Hi, I’m Bob and I’ll be your guest “Mad Men” blogger for today — and what a day it is. We have work masquerading as parties and parties pretending to be work. (Guess which turns out to be more interesting?) We see the hidden talents and proclivities of the ladies and gents of Sterling Cooper as mind altering substances, liquid and herbal, and good and bad behavior of all sorts rules Derby Day, 1963.
“My Old Kentucky Home” opens with a call back to last week‘s totemization of the hotness that was early sixties Ann Margaret, as Peggy Olson supervises an audition with a red-maned lass who claims to have acted in a production of Tartuffe but who sounds like she’s answering the $64,000 question when she says it was written by “Moliere?” Harry Crane smiles like a loon and tries to ask more about her, but Peggy makes short work of him.
And it’s Peggy we’re going to be spending a good chunk of tonight learning to admire ever more as she realizes that she is a skilled creative, even if Sterling Cooper “hates creatives.” The cause of all that is a last minute assignment to put together material for a new Bacardi campaign, forcing her, pretentious Paul Kinsey and turtlenecked hipster Smitty to work over the weekend as the higher ups, which now include both Pete Campbell and Ken Cosgrove, all attend a swank Derby-themed shindig hosted by Roger Sterling and his new young wife, Jane.

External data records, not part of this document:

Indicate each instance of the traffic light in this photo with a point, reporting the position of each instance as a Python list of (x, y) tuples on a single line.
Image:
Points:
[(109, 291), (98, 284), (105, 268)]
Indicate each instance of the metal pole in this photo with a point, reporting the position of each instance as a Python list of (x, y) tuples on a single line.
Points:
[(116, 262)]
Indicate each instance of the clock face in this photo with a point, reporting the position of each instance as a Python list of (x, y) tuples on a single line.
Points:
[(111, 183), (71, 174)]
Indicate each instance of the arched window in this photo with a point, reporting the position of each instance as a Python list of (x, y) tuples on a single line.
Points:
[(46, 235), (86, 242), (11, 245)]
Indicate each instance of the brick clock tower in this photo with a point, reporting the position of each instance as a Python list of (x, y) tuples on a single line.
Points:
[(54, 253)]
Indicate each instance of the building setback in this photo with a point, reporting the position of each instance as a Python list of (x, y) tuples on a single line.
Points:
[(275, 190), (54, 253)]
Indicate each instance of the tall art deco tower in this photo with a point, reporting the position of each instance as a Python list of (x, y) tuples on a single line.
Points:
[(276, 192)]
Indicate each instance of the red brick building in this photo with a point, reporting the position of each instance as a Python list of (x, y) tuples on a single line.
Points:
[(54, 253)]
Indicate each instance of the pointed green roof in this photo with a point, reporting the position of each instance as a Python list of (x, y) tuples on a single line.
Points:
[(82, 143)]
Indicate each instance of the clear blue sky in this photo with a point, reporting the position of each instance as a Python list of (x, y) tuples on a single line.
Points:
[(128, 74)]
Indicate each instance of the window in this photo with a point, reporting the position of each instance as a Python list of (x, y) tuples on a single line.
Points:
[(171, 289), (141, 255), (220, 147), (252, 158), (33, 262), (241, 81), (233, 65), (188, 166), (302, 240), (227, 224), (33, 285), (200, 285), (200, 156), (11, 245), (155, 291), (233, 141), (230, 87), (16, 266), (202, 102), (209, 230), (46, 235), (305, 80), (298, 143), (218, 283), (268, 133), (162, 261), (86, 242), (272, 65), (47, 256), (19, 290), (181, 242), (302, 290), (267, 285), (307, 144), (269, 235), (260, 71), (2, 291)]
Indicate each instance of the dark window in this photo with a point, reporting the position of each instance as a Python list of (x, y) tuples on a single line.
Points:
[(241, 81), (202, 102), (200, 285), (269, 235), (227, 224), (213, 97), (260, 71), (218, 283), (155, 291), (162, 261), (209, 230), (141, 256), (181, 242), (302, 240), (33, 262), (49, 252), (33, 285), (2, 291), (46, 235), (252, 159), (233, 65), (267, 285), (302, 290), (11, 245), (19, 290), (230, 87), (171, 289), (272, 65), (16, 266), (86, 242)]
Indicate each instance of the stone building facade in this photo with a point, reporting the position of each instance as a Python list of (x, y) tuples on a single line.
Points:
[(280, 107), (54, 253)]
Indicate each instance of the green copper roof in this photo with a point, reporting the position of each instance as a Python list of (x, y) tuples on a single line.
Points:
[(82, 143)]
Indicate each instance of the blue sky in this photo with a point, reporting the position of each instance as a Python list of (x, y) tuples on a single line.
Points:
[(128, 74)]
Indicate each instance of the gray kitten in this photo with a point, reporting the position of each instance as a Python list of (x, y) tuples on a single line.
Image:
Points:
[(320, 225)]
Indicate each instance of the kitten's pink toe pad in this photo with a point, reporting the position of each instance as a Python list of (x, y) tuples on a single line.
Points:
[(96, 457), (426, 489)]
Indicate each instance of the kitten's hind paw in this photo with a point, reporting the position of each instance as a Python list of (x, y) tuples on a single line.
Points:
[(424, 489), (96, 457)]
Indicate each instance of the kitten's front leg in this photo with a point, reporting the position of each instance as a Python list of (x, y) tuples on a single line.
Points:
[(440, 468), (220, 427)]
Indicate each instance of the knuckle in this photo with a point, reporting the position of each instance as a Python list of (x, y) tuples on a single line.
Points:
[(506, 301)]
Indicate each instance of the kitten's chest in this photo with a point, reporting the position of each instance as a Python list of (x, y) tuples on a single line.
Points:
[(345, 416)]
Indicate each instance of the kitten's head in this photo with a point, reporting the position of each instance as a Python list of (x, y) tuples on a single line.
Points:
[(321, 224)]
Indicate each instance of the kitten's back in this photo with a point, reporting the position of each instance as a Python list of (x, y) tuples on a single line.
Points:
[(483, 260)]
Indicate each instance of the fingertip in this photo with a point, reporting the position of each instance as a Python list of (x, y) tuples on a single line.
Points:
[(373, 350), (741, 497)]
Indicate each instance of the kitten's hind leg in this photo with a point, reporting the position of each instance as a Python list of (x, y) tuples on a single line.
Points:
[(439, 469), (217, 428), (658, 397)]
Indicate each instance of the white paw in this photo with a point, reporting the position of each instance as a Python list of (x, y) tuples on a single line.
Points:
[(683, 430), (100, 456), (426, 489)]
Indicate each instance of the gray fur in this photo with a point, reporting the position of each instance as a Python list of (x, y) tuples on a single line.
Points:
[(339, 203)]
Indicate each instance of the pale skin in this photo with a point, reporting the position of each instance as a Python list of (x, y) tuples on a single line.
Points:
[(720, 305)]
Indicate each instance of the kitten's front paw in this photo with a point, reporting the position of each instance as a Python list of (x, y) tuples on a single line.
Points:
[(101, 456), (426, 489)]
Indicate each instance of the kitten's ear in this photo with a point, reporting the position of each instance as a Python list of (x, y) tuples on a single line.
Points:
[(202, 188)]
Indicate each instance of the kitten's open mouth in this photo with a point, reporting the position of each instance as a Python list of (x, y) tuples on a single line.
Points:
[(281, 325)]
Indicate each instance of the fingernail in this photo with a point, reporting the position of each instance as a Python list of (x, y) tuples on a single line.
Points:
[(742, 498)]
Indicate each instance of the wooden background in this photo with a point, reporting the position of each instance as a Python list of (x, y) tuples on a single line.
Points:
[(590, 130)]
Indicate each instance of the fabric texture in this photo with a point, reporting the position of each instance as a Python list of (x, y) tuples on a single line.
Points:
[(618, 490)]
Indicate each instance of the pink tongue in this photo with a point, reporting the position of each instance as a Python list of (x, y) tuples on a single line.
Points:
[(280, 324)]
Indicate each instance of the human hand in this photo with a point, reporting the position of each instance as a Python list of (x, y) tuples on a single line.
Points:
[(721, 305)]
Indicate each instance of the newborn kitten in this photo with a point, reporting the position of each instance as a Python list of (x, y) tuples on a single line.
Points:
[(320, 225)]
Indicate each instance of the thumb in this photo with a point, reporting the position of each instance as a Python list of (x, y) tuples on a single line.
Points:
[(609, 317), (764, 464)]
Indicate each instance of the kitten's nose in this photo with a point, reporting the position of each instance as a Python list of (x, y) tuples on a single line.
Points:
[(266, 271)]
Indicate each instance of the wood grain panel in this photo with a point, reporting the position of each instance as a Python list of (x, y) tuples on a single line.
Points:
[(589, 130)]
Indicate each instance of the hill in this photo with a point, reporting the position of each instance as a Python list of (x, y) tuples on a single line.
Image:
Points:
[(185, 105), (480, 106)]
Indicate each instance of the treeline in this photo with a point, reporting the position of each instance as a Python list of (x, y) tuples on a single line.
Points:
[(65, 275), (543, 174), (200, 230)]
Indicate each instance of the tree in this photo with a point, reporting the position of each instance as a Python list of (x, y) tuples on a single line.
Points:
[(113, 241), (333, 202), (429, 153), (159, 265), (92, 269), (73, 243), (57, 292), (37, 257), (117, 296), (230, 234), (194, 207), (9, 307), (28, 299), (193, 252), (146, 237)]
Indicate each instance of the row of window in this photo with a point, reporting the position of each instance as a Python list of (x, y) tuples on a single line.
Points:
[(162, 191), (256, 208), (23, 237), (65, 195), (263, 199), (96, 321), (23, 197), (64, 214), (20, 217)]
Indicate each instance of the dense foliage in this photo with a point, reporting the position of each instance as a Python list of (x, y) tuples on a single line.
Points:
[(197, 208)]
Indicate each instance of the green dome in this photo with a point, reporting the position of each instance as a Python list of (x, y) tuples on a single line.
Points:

Meanwhile, things aren’t easy on the home front. Not yet retired secretary Joan Harris, nee Holloway, and her new husband, who, er, raped her last season are getting ready for a dinner party for his MD colleagues. The good news is that not even this psychotic can keep Joan under his thumb. As he fearfully tries to bully her — over table settings — he says angrily that he doesn’t want to have a fight, her answer is succinct: “Then stop talking.”
Joan is a survivor, no doubt. But before the night is over we learn that her husband may have some potentially serious career problems on top of his obvious violent tendencies — which nevertheless seem under control, just for the present.
Things are only a little less fraught at the home of Don and the now very pregnant Betty Draper. The Drapers are dealing with Betty’s dad, whose slide into dementia seems to be manifesting itself this week as something more like eccentricity, having young Sally read to him from The Decline and Fall of the Roman Empire (which, perhaps fortunately, she doesn’t seem to quite understand).